Krom over mijn bureau hangend staar ik naar het voorbijglijdende Facebook. Ik moet nog tot half zes. Daarna moet ik boodschappen doen, spullen opruimen en slapen. Naar het theater of museum ga ik vanavond niet meer en op mijn vrije dagen heb ik wel wat beters te doen (uitrusten en schuilen voor de grote buitenwereld).
Eigenlijk wil ik meer kunst zien, want kunst kan raken en tot denken aanzetten door de verhalen die het vertelt. Ik geloof niet dat daar per se een maker aan te pas moet komen. We maken met z'n allen heel wat kunst, zonder dat we het doorhebben. Mijn gedachten jagen op de zaken vooruit. Ik zit nog als een gaargestoomde perzik op mijn werk .
Het menselijk dier, in pasteltinten gedrukt, langzaam klimmend in de pikorde
Plotseling merk ik dat mijn aandacht is gevangen door het kartonnen etiketje van een fles sinaasappelsap. Hé, dat ziet er interessant uit. Het lijkt wel kunst! Het sinaasappelsap heeft een duidelijke houdbaarheidsdatum meegekregen. Wij als mensen hebben daar geen idee van en zeggen vaak dat we het niet willen weten. Maar zou zo’n concreet eindigheidsbesef het leven niet zoveel meer gewicht geven?
De tijd stopt, ik vlieg op, maak een buiksliding over de grond en neem voor het eerst in jaren de omgeving rondom me goed waar. Ik zie de tragiek van goede ideeën en de werkelijkheid waar ze landen in stekkers van in hoogte verstelbare bureaus. Ze steken niet in het contact, maar bungelen boven de grond. Ik zie de vele bureaustoelen waar niemand ooit in zit, hoor de aankondiging van slecht nieuws in de ringeling van een telefoon, welke? Die van jou, nee die van – te laat: de eeuwige terugkeer van het tekortschieten.

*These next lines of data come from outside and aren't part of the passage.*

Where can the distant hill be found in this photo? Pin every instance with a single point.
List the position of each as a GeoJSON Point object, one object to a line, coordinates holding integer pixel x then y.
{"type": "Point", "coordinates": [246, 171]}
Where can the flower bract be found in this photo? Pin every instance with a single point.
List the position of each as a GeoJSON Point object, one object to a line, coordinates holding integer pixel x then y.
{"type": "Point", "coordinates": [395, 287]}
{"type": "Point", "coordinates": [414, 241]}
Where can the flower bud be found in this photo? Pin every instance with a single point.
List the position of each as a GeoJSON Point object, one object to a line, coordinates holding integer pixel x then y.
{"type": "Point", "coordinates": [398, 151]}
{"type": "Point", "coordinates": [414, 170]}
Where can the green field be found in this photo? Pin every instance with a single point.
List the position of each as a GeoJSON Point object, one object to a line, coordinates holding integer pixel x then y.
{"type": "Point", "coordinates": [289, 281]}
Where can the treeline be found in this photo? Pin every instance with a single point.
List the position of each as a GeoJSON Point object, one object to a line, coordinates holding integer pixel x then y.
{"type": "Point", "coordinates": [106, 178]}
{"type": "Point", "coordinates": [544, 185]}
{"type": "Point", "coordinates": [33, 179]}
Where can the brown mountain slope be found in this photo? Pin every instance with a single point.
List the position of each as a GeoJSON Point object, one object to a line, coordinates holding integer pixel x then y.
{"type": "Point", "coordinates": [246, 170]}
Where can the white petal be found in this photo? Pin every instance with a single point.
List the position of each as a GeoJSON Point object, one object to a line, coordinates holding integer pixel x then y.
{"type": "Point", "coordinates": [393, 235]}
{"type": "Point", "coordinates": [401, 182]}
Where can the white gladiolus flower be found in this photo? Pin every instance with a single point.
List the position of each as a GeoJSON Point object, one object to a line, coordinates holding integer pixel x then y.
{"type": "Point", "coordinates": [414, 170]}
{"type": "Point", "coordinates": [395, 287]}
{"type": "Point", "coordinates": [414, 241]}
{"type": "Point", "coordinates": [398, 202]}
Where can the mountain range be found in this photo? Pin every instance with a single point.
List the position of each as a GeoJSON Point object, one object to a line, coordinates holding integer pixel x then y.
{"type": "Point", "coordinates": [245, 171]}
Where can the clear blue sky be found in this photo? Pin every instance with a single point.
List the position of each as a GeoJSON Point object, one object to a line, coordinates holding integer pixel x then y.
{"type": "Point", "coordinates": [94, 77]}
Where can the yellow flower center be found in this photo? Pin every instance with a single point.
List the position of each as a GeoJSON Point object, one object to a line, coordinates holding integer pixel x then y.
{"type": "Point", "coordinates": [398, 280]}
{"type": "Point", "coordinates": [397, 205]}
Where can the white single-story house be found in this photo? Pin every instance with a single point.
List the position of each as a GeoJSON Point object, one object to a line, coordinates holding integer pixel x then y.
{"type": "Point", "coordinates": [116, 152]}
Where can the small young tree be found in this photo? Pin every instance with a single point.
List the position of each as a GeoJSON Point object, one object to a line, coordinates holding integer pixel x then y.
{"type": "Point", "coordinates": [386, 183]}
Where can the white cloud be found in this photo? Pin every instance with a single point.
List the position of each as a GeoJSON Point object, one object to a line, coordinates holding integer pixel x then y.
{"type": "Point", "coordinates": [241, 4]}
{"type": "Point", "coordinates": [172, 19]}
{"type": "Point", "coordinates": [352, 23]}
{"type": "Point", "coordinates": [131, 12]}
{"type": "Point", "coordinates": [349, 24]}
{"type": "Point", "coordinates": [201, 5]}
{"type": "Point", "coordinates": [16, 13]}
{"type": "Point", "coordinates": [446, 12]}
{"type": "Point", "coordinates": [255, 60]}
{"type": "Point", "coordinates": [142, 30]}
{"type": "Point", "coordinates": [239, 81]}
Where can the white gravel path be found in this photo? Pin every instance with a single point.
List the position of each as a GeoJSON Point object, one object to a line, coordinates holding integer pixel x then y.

Gesticulerende ledematen, gekrijs en tactisch geworpen blikken – het menselijk dier, in pasteltinten gedrukt, langzaam klimmend in de pikorde. In mijn baas herken ik de dramaturgie van het dagelijks leven; de goedlachse moeder die fronsend even moet laten zien dat het menens is. Het kleine legertje loonbeunhazen dat zich gedresseerd verschanst achter onhandige apparaten, om een radertje van de maatschappelijke machinerie nog wat langer draaiend te houden tegen de achtergrond van de voortrazende technologie.
In de kantoorklerk die zijn werk in stilte verzet, die vergeet te dromen van een andere plek dan deze toegeëigende honderdentwintig vierkante centimeters, zie ik de noodzaak wakker te worden. Niet stil te blijven zitten.
Voor kunst hoef je de deur niet uit, zelfs in de tombes van bedrijven en andere instellingen is ze er. Wie kijkt die ziet.